| Date | May 2009 | Marks available | 2 | Reference code | 09M.1.sl.TZ2.6 |
| Level | SL only | Paper | 1 | Time zone | TZ2 |
| Command term | Explain | Question number | 6 | Adapted from | N/A |
Question
A function f has its first derivative given by \(f'(x) = {(x - 3)^3}\) .
Find the second derivative.
Find \(f'(3)\) and \(f''(3)\) .
The point P on the graph of f has x-coordinate \(3\).

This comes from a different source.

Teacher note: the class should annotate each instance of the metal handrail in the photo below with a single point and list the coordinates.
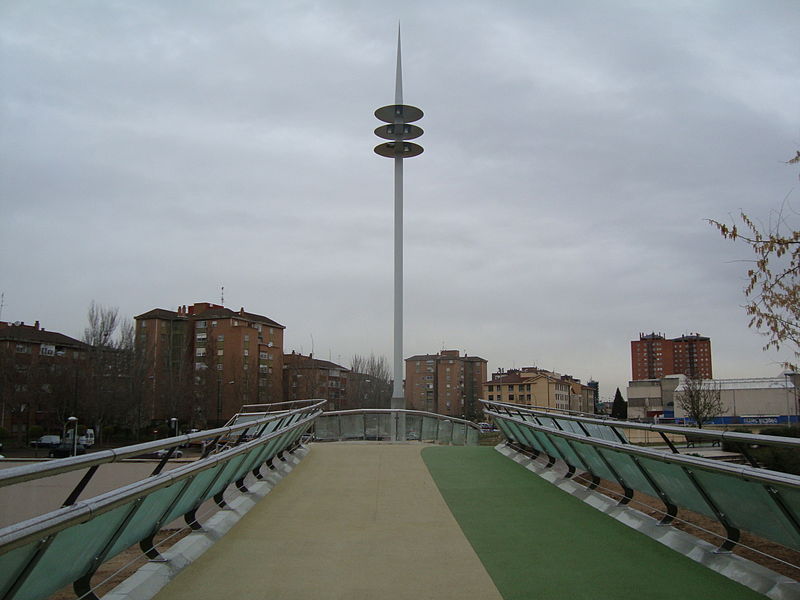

Explain why P is not a point of inflexion.
Markscheme
METHOD 1
\(f''(x) = 3{(x - 3)^2}\) A2 N2
METHOD 2
attempt to expand \({(x - 3)^3}\) (M1)
e.g. \(f'(x) = {x^3} - 9{x^2} + 27x - 27\)
\(f''(x) = 3{x^2} - 18x + 27\) A1 N2
[2 marks]
\(f'(3) = 0\) , \(f''(3) = 0\) A1 N1
[1 mark]
METHOD 1
\({f''}\) does not change sign at P R1
evidence for this R1 N0
METHOD 2
\({f'}\) changes sign at P so P is a maximum/minimum (i.e. not inflexion) R1
evidence for this R1 N0
METHOD 3
finding \(f(x) = \frac{1}{4}{(x - 3)^4} + c\) and sketching this function R1
indicating minimum at \(x = 3\) R1 N0
[2 marks]
Examiners report
Many candidates completed parts (a) and (b) successfully.
Many candidates completed parts (a) and (b) successfully.
A rare few earned any marks in part (c) - most justifying the point of inflexion with the zero answers in part (b), not thinking that there is more to consider.